Kann man Liebe lernen? Michel Wolsink beantwortet diese Frage in seiner Debütsingle ziemlich eindeutig: Das Herz hält sich weder an Lehrbücher noch an mathematische Formeln. Mit „Das Einmaleins der Liebe“ stellt sich der Sänger mit niederländischen Wurzeln erstmals als neuer Künstler bei ARTCOM vor und verbindet eine klassische Schlageridee mit einem modernen Popschlager-Sound.

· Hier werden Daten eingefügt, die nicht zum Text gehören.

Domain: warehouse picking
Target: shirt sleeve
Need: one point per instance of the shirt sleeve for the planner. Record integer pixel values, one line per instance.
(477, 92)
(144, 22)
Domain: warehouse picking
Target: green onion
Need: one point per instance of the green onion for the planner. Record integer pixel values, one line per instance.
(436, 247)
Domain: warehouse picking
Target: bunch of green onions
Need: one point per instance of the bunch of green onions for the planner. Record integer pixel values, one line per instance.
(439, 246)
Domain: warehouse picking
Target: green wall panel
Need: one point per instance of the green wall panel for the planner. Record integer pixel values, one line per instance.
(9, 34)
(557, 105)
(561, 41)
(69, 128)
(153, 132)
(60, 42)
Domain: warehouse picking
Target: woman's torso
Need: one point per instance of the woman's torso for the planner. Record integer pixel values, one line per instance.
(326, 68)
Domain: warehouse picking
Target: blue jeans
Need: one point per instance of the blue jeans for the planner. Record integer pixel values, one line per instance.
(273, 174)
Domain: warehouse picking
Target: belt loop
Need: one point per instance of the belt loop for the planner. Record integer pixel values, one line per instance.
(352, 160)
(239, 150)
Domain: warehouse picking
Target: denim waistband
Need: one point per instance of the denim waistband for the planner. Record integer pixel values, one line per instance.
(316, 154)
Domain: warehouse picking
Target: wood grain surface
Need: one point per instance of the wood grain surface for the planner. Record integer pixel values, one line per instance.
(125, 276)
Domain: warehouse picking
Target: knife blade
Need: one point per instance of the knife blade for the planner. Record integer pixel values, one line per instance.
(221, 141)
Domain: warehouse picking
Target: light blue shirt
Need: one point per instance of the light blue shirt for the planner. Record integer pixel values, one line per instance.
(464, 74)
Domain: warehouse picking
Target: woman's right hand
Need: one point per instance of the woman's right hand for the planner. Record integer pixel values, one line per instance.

Die Grundidee des Songs ist charmant gewählt. Während wir in der Schule lernen, zu rechnen, Regeln anzuwenden und nach Lösungen zu suchen, funktioniert ausgerechnet eines der wichtigsten Dinge im Leben vollkommen anders. Liebe lässt sich nicht berechnen. Man muss sie erleben, mit allen schönen Momenten, Überraschungen und vermutlich auch einigen Lektionen, die in keinem Schulbuch stehen.
Michel Wolsink setzt auf die Lektionen des Herzens
Songwriter Jascha Welzel und Andreas Schulze machen aus diesem Gedanken einen romantischen Schlager, der Hoffnung und Lebenserfahrung miteinander verbindet. Dabei bleibt die Geschichte bewusst leicht verständlich und setzt auf ein Thema, zu dem wohl jeder seine eigenen Erfahrungen beisteuern könnte.
Produziert wurde „Das Einmaleins der Liebe“ von Peter Werba und Jascha Welzel. Warme Sounds und eingängige Melodien treffen auf eine zeitgemässe Popschlager-Produktion. Das Ergebnis klingt modern, ohne die klassischen Schlagerwurzeln des Titels zu verstecken.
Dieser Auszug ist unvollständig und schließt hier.